You can see examples and further information in the tutorial, which can be found in the Classify section


Do I have to include the comma?

That is up to you. For example, "3,555", can be entered as "3,555" or "3555". Commas were used as thousand separators to make values easier to read. Commas should always be followed by three digits. This can help to distinguish them from points in poor quality snippets, and to separate values which are 'squashed' due to limits on space. Commas aren't necessary for our processing, so we remove them. It's up to you if you want to include them or not. You can see more examples in the tutorial, which can be found in the Classify section


Do I need to include any decimal points?

Yes please do. Please enter exactly what you see, so "20.00" should be entered as "20.00" (Not 20). Numbers with decimal points will only ever have two digits after the decimal point. You can see more examples in the tutorial, which can be found in the Classify section


What is the best way to enter numbers without using the mouse

Enter the number > Click Tab > Click Tab > Click Enter
If you are using a tablet or a mobile, we recommend that you use a mobile keyboard.


Can I use a mobile device?

Yes, the website is mobile-friendly and it works quite well for our project.

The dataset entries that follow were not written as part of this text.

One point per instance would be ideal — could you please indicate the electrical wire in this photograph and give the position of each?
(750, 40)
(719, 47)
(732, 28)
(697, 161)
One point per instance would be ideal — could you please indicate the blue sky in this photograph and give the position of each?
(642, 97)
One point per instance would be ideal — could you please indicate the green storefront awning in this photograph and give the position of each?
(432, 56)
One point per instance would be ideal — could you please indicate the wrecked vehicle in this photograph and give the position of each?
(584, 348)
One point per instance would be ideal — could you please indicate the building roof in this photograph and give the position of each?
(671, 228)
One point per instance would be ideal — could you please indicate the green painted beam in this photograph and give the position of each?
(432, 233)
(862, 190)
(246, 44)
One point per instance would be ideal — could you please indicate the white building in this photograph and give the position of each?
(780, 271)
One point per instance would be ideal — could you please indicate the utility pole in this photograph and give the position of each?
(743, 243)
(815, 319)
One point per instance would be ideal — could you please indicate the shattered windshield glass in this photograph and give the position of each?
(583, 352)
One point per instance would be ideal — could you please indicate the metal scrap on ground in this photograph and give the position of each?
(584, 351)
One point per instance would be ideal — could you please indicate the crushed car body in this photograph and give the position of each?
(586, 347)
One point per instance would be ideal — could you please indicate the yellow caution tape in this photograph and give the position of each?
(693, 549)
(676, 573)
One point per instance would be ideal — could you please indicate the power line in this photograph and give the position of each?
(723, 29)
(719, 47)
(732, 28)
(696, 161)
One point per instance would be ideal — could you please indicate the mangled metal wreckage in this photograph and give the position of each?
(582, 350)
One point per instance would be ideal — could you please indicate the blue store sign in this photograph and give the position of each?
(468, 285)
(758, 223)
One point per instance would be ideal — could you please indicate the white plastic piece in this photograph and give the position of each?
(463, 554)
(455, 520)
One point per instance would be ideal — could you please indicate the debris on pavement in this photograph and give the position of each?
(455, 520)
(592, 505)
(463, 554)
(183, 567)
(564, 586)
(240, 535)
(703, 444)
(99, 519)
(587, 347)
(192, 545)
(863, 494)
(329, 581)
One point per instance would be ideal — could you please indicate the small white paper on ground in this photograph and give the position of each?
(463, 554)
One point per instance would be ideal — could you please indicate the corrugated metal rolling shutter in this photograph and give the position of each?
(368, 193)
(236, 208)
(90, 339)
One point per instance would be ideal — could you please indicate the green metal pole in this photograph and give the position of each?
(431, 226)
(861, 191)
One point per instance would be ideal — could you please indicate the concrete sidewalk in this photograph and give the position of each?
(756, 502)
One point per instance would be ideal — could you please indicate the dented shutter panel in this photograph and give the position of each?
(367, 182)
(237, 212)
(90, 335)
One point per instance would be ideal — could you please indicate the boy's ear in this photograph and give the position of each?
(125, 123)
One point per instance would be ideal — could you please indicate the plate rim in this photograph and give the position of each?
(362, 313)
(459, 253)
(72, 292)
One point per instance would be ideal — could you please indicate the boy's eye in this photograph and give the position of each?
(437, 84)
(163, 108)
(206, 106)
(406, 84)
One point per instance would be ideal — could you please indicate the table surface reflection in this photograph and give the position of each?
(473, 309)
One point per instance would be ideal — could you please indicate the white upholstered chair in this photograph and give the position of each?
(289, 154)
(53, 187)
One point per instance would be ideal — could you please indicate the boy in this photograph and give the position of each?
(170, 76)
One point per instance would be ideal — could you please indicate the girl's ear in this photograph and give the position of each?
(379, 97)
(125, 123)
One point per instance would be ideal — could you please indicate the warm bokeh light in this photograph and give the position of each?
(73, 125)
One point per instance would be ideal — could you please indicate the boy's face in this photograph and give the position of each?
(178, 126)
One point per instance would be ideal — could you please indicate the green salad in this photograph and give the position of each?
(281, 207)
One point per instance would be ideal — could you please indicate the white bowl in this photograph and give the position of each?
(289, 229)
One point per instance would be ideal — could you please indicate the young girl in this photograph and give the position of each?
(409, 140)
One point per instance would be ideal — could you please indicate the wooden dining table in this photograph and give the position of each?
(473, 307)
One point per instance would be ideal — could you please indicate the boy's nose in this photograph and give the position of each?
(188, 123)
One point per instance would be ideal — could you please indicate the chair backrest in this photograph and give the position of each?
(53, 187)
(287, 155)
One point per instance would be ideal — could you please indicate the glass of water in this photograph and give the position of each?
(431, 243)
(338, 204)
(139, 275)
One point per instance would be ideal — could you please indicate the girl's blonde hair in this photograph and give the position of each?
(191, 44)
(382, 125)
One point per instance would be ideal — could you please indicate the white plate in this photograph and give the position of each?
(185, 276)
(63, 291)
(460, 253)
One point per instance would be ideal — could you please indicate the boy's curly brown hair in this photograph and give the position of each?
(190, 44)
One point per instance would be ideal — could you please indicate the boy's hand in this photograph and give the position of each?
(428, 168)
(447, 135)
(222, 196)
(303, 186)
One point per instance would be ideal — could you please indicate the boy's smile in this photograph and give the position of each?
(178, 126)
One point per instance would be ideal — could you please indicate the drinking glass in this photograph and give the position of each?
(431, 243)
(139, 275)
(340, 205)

You can consider getting a special software keyboard that always displays numbers (e.g. SwiftKey for Android with number row enabled or NumPad for iOS)


Some of the images are very clear, I don’t understand why the OCR hasn’t identified them?

We have completed some work to compare values, and this highlights inconsistencies. For example, if we have a table where we have recorded the number of Males as 10, females as 12, and “All people” as 30 - we know one of these figures is incorrect. Some of the OCR results look fine, but we know that the sum of Males and Females should equal “All people”, as such there is an error. We have an algorithm that identifies the most likely places for these errors, and feed these counts into Zooniverse. We identify the inconsistencies in a number of ways:

  • Comparing values within tables, e.g. ensuring that the “all people” value is the sum of all of the individual age bands
  • Comparing identical values between tables, for example a value for “all females” will appear in numerous tables.
  • Comparing values of a higher geography with the sum of all of the lower geographies (e.g. the values for Hammersmith, should be the sum of all of the Hammersmith wards)

These checks allow us to identify any inconsistencies and target Quality Assurance work effectively, so we are only asking people to check what really needs to be checked.


What do the numbers mean, can you give me some context?

Each number refers to a characteristic of the number of people or households for a particular area. We can’t tell you exactly what each snippet refers too, that is part of the work. Please refer to the about page, for information regarding the topics covered in the 1961 Census, this also gives further background information such as a link to the 1961 Census form. Once results become available, we will make these data available.


The images I am seeing all say “Already seen” / “Finished” – what should I do?

If you are seeing images labelled "Already seen" and "Finished!" then it is likely you have checked everything that needs to be checked. We will be uploading new batches of data from time to time, so please do come back.


Why does the percentage on the completed projects keep going up and down?

We are constantly uploading new data and assign it to new workflows (this makes the export of completed data much easier and faster). We deactivate and eventually hide finished workflows so that they don't clog up the statistics page. Unfortunately this leads to the "% complete" bar going up and down as you noticed.
We hope that's not a big problem. There's a list of all completed workflows in the "Results" page.